De beoordeling van de klacht

Ter beoordeling van de Kamer staat of de notaris heeft gehandeld in strijd met de tuchtnorm als geformuleerd in artikel 98 van de Wet op het notarisambt (Wna). Een notaris is aan tuchtrechtspraak onderworpen ter zake van enig handelen of nalaten in strijd met hetzij enige bij of krachtens deze wet gegeven bepaling of een op deze wet berustende verordening, hetzij met de zorg die hij als notaris behoort te betrachten ten opzichte van degenen te wier behoeve hij optreedt, alsmede ter zake van enig handelen of nalaten dat een behoorlijk notaris niet betaamt. 

De Kamer overweegt het volgende. Het kettingbeding moet worden gezien als een afspraak tussen koper en verkoper.

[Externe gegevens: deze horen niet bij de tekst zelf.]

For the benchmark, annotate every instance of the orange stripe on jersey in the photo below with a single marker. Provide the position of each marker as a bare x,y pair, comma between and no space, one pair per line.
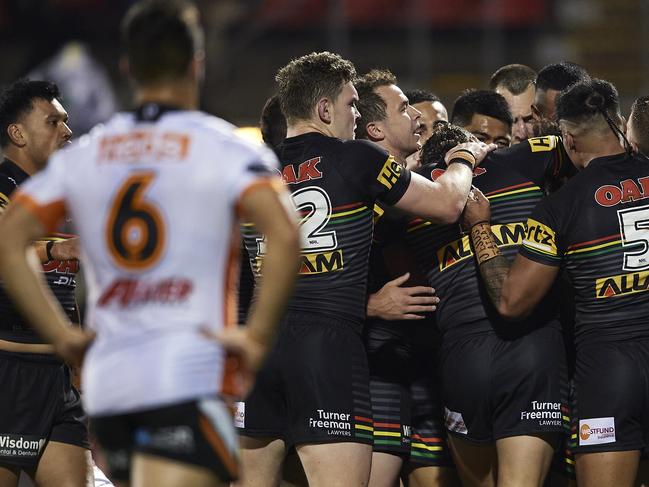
229,386
50,215
213,438
272,182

In het kettingbeding in de akte van levering van 31 december 2010 staat de volgende zin vermeld: “Er is geen enkel recht tot betreden van dit terrein, anders dan in geval van nood.” Deze beperking van het gebruik van de deur is door de verkoper ([O]) opgelegd aan de koper ([M]). [O] heeft wellicht de rechten van klagers willen beschermen door het opnemen van een dergelijke bepaling. Door het opnemen van het kettingbeding in de akte van levering is de rechtspositie van klagers niet gewijzigd. De notaris heeft door het opnemen van het kettingbeding geen nieuw recht gecreëerd, maar juist de bestaande situatie vastgelegd.

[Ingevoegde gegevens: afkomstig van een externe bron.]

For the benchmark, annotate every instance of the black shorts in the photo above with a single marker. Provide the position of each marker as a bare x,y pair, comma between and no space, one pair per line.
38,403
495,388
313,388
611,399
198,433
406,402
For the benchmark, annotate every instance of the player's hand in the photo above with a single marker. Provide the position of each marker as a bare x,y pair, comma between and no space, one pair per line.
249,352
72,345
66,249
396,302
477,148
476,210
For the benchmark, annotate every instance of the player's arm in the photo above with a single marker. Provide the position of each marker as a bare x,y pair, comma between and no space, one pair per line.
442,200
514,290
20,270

Derhalve is de klacht ongegrond.

De beslissing

De Kamer voornoemd verklaart de klacht ongegrond.

Deze beslissing is gegeven door mrs. P.A. Koppen, voorzitter, O. van der Burg, R. van der Galiën, J. Smal en P.H.B. Gorsira en in tegenwoordigheid van de secretaris, mr. F.S. Pietersma-Smit, in het openbaar uitgesproken op 22 augustus 2012.